This paper focuses on the decentralised adaptive finite-time connective stabilisation problem for a class of p-normal form large-scale nonlinear systems at the first. By combining the adding a power integrator technique, the neural network technique and the finite-time Lyapunov stability theory, the decentralised adaptive neural finite-time controllers are designed, which can guarantee the large-scale system is finite-time connectively stable.

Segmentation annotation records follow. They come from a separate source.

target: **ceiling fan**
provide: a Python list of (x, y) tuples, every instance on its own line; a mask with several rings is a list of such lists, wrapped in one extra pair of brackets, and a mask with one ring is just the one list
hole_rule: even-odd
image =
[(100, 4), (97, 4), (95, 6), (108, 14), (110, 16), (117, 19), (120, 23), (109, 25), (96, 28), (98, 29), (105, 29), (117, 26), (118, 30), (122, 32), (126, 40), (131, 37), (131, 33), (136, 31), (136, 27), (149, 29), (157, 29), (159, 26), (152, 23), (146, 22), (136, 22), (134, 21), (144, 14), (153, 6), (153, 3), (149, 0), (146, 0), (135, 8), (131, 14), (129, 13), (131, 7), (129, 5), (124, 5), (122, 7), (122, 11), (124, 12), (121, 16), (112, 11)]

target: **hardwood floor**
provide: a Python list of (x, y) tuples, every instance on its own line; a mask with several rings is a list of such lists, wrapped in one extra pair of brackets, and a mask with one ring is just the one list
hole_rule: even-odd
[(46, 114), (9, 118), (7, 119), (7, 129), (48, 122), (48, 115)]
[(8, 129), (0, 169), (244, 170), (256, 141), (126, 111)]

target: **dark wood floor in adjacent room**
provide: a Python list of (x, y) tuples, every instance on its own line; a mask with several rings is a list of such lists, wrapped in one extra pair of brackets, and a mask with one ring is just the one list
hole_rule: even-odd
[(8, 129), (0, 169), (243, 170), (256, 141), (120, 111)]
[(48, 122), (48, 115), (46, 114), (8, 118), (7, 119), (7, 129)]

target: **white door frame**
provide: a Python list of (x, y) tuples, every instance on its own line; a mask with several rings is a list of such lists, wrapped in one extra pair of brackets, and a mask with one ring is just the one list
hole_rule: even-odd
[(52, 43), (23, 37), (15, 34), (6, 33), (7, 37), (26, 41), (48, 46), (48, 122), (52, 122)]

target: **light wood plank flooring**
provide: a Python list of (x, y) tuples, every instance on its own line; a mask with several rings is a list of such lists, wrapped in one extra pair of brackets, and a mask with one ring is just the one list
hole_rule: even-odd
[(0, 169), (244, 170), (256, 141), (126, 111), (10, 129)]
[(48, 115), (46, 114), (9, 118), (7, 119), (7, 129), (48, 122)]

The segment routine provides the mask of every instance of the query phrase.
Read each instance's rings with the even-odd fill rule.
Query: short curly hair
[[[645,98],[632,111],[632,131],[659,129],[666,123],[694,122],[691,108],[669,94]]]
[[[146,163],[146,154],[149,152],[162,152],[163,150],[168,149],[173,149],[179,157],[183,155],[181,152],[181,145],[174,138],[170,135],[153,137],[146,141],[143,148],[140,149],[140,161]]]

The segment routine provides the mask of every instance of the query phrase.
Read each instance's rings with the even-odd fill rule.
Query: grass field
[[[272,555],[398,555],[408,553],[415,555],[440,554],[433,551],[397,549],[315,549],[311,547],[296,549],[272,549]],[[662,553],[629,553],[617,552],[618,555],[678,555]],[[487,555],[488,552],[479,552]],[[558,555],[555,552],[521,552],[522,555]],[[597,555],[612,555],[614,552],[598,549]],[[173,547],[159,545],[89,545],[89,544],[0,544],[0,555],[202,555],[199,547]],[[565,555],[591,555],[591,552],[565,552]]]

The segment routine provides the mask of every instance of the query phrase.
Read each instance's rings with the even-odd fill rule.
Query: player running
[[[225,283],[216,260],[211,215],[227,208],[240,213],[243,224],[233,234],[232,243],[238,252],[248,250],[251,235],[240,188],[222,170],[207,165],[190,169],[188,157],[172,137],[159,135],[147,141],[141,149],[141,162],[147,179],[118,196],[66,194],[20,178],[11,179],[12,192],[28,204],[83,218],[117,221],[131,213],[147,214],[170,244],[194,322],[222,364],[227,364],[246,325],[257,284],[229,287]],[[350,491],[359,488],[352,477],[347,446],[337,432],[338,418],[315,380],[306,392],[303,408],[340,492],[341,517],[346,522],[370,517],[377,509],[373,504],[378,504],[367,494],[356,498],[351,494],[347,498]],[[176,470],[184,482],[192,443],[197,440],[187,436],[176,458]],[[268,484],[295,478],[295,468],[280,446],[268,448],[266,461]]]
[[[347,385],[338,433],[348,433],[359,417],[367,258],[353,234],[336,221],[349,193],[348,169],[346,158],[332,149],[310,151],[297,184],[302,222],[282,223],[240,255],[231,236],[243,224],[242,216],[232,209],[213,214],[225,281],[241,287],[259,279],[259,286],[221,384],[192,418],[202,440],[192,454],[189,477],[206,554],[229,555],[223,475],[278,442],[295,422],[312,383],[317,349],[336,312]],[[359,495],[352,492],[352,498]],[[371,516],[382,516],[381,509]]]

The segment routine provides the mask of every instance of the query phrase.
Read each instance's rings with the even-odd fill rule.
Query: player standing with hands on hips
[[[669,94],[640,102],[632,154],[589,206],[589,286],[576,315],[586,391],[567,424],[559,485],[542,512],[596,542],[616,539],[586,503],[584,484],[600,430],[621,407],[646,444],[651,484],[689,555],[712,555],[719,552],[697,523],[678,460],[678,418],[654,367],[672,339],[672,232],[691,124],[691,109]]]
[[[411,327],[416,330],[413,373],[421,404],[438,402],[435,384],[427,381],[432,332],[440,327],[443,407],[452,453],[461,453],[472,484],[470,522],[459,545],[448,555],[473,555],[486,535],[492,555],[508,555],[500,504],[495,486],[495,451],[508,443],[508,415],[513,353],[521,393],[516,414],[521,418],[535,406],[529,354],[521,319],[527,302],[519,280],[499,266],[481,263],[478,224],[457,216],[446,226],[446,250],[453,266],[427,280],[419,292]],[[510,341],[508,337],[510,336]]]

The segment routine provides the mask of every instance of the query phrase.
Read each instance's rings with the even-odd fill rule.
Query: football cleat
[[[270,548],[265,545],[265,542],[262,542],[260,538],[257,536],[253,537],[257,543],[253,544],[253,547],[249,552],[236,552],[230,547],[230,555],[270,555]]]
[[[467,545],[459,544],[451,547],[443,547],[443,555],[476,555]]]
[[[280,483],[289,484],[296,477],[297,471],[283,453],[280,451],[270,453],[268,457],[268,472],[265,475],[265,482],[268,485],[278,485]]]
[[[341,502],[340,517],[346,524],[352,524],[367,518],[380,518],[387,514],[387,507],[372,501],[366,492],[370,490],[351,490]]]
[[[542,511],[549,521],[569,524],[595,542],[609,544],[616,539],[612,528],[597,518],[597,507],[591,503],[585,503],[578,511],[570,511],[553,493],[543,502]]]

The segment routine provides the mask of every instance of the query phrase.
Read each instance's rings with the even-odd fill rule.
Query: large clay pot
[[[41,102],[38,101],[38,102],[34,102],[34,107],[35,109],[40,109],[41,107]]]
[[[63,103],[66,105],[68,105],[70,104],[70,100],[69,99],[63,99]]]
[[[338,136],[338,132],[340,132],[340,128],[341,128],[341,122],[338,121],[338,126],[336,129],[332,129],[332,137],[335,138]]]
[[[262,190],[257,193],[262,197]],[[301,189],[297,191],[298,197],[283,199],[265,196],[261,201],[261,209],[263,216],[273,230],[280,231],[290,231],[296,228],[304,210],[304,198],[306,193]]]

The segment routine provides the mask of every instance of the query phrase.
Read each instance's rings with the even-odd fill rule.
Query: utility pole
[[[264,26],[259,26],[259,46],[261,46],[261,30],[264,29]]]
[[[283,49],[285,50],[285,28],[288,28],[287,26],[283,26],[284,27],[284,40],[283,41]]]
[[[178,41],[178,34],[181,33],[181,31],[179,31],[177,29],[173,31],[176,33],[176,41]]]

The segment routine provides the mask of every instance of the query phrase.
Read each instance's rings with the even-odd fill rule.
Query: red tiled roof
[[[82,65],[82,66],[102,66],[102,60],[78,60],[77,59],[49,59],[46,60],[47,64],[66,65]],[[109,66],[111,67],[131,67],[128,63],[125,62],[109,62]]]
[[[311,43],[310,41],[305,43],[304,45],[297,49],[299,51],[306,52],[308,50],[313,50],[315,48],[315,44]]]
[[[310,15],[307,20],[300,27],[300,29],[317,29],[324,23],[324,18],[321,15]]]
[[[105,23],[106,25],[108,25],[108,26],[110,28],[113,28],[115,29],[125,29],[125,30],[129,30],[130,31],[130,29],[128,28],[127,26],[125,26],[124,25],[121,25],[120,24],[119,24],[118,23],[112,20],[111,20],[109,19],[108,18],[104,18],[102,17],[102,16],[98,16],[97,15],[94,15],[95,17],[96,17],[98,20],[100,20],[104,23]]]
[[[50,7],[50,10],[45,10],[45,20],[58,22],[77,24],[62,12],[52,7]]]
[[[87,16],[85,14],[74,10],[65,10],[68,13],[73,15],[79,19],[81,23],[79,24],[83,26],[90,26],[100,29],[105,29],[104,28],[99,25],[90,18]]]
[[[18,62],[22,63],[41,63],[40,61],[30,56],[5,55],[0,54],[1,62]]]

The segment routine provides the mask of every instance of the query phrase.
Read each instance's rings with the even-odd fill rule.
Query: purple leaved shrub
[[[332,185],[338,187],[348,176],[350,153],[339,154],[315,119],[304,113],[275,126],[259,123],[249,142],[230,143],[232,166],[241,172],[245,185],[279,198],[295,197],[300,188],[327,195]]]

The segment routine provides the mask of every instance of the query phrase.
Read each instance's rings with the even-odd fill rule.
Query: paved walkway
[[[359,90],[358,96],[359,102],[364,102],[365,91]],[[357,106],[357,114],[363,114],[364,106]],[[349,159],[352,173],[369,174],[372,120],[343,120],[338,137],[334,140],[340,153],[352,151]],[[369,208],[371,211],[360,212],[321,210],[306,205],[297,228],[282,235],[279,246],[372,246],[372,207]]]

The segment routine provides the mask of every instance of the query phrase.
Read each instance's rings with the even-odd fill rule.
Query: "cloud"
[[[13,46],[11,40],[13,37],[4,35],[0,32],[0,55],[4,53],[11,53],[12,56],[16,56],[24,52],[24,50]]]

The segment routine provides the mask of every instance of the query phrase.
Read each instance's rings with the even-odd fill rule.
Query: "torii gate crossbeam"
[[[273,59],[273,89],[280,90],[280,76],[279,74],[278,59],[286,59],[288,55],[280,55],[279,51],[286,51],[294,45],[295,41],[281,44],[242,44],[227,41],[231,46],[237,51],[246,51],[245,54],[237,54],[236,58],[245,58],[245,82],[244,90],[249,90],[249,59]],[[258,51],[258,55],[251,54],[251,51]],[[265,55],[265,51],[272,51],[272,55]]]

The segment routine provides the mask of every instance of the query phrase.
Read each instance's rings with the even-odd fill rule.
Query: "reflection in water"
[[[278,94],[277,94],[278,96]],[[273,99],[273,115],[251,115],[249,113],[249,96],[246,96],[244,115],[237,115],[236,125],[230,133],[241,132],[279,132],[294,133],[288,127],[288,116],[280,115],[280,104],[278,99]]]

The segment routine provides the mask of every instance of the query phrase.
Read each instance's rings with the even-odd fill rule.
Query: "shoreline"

In order to avoid the effect of neural network estimation error on satisfying the finite-time criteria, the combination vectors are composed by the weights and the estimation errors of the neural networks. The maximal upper bounds of the combination vector norms are taken as the adaptive parameters. Because of employing neural networks, the restriction of the unknown nonlinear terms in some literature about finite-time control is relaxed. Two simulation examples are provided to prove the effectiveness and advantage of the proposed control method.

Suggested Citation

  • Liyao Hu & Xiaohua Li, 2019. "Decentralised adaptive neural connectively finite-time control for a class of p-normal form large-scale nonlinear systems," International Journal of Systems Science, Taylor & Francis Journals, vol. 50(16), pages 3003-3021, December.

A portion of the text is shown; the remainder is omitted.